When she was a child, Priscilla Dobler Dzul wanted to be an Egyptologist. Obsessed by ancient culture, she devoured Egyptian mythology and even practiced mummification under the tutelage of her Scottish American grandmother, a woman passionate about science who instructed Dobler Dzul how to preserve small roadkill with borax and salt. On clear nights in Wollochet Bay far from the haze of urban light, she would also take Dobler Dzul outside to teach her about the stars. “She would talk to us about the cosmologies and mythologies of my history,” Dobler Dzul recalls. “She would tell us, I need you to understand how the planets work and how to study the stars, so you can see what it is that people have always been fascinated by.”

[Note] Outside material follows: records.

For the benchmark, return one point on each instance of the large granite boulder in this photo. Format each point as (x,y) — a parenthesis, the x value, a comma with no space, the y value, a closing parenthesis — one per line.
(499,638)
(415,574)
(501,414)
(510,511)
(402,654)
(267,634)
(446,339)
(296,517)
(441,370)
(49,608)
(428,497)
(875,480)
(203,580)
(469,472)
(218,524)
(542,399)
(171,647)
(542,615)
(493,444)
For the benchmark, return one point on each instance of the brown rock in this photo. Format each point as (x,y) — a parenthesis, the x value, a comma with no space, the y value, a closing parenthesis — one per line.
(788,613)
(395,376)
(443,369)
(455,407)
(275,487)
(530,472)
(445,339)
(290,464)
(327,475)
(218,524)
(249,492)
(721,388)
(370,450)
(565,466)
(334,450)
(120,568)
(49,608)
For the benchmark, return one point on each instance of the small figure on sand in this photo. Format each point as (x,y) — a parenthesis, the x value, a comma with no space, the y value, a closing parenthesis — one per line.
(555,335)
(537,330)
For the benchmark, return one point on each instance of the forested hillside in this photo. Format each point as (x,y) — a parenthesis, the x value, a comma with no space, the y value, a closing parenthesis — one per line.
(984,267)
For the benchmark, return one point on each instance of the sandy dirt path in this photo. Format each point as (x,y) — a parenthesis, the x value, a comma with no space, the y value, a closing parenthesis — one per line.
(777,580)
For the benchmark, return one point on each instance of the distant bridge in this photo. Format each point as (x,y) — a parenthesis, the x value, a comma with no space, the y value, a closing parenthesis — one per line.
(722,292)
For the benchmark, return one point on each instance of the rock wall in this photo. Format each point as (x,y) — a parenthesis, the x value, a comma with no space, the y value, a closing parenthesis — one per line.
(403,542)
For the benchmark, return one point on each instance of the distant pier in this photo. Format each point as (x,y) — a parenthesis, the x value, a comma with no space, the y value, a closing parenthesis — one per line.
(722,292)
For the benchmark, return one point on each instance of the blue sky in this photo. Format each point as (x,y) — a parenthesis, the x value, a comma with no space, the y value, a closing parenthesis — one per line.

But Dobler Dzul had a hard time wrapping her head around the scientific language of astronomy. Instead, it was the stories her Maya grandfather told that unlocked the mysteries of the heavens. “There’s beauty in astronomy, but I could never grasp it fully,” Dobler Dzul says. “But if you create a story to tell me how the tail of the crocodile was pushing all the stars, or how a giant serpent was eating all these stars and planets, flying through the sky…”
Drawing on the stories passed down from her ancestors is what drives Dobler Dzul’s work as an adult. Dobler Dzul now lives in Tacoma, where she works as an artist. Her solo exhibit, Water Carries the Stories of Our Stars, which opened last month at the Frye Art Museum, brings together a new body of sculpture, textiles, and video that tell a story about the connections threading through the Pacific Northwest and the Yucatán.